If the U.S. did declare Venezuela a state sponsor of terrorism, American arms sales to the country would be prohibited, as would U.S. economic assistance, and severe restrictions would be placed on bilateral trade.



“The Obama administration’s decision to pull the trigger on Venezuela may hinge on whether the United States can afford to forfeit petroleum exports from that South American country,” Roger F. Noriega, a former assistant secretary of state and a visiting fellow at the American Enterprise Institute, observes on the Institute’s journal, The American.



“Anticipating the argument that Venezuela’s oil supply is too essential to the U.S. economy to risk slapping that country with the terrorist label, the senators ask the administration to explain its ‘contingency plan’ for dealing with a ‘sudden and prolonged unavailability of Venezuelan oil exports to the United States.’”

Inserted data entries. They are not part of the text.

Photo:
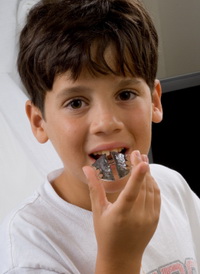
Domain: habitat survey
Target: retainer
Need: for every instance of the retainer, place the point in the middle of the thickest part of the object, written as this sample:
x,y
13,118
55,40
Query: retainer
x,y
112,167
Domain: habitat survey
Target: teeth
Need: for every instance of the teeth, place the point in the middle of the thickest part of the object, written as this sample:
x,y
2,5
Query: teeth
x,y
107,152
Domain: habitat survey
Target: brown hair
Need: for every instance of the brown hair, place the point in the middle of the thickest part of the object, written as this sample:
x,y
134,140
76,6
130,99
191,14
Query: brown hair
x,y
59,36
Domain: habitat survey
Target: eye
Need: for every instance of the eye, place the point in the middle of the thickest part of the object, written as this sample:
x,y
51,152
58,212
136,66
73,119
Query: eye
x,y
76,103
126,95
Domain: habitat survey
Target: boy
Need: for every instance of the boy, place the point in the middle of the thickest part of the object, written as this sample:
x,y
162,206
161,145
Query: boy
x,y
89,68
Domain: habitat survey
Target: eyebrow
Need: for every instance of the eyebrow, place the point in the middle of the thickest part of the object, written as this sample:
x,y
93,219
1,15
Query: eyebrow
x,y
131,81
72,90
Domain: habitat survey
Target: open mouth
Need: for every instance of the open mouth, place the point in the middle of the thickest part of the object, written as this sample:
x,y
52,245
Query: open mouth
x,y
107,153
105,161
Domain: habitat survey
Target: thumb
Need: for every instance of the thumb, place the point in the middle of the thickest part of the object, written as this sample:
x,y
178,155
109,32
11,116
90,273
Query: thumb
x,y
97,191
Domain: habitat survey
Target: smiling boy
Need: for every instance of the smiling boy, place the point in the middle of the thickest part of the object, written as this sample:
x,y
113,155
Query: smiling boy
x,y
89,68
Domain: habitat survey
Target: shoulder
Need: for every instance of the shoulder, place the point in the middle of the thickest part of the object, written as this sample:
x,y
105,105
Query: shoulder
x,y
173,185
169,180
11,227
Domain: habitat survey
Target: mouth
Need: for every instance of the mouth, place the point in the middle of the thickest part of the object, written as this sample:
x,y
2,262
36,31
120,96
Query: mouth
x,y
107,153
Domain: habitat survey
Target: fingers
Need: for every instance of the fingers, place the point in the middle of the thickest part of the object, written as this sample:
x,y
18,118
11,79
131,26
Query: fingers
x,y
139,170
141,188
97,192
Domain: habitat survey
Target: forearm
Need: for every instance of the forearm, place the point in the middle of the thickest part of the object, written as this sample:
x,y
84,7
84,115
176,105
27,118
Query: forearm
x,y
104,266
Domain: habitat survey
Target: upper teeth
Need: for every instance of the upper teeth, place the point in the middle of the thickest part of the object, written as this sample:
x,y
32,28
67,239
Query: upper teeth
x,y
107,152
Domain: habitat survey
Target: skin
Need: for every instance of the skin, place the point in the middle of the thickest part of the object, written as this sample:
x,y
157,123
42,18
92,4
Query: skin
x,y
103,113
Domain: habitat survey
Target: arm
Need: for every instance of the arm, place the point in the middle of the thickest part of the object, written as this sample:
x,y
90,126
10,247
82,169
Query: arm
x,y
124,228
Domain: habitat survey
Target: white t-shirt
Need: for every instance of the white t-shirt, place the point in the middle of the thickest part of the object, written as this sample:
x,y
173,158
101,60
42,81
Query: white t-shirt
x,y
48,235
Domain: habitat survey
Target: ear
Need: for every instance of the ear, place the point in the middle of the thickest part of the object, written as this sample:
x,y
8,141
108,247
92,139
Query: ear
x,y
37,122
157,111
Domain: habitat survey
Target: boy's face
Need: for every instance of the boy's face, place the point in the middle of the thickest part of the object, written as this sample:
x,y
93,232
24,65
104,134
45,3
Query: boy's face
x,y
91,115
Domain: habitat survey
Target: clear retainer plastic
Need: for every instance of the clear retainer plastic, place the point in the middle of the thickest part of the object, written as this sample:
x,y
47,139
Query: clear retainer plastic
x,y
104,165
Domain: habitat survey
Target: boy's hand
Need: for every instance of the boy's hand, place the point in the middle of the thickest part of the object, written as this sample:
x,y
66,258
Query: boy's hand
x,y
124,228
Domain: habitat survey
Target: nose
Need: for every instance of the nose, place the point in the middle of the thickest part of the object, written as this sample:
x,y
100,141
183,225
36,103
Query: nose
x,y
106,121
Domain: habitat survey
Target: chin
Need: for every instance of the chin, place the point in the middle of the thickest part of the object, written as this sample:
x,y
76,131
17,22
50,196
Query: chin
x,y
114,187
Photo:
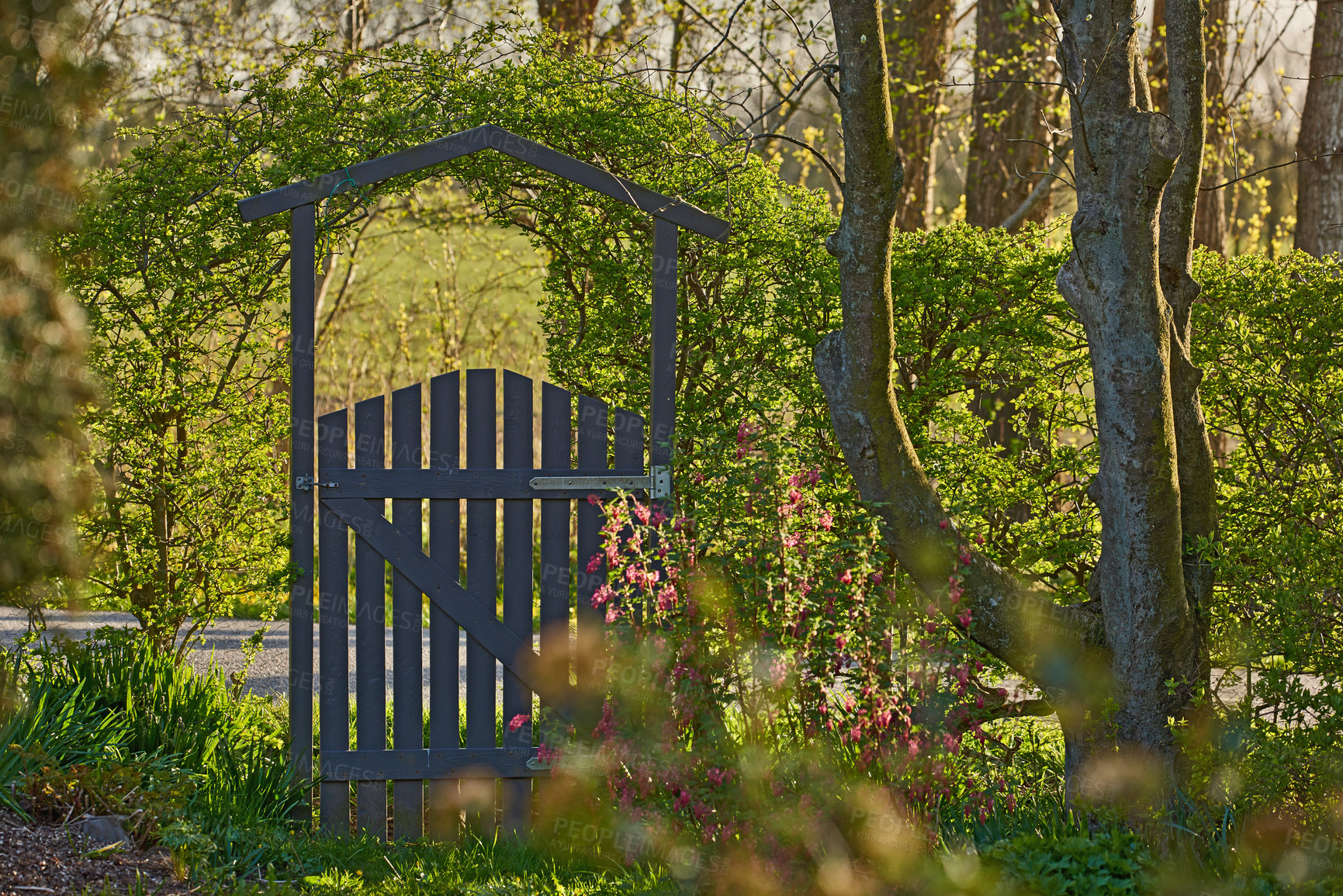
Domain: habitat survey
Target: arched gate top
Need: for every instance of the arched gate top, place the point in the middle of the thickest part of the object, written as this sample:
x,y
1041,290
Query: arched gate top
x,y
435,152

In answer to the question, the U.S. would likely find new sources of oil on the international market — but Venezuela’s economy will be crippled by the loss of oil revenue and consumer imports, Noriega notes, adding: “Since the last years of the George W. Bush administration, U.S. diplomats have steered clear of Chavez for fear of ‘provoking’ him. Thanks to congressional oversight, we are about to confront the terrible downside of that naïve, passive policy.”



Other senators who signed the letter include John McCain of Arizona, Scott Brown of Massachusetts, and Republican Whip Jon Kyl of Arizona.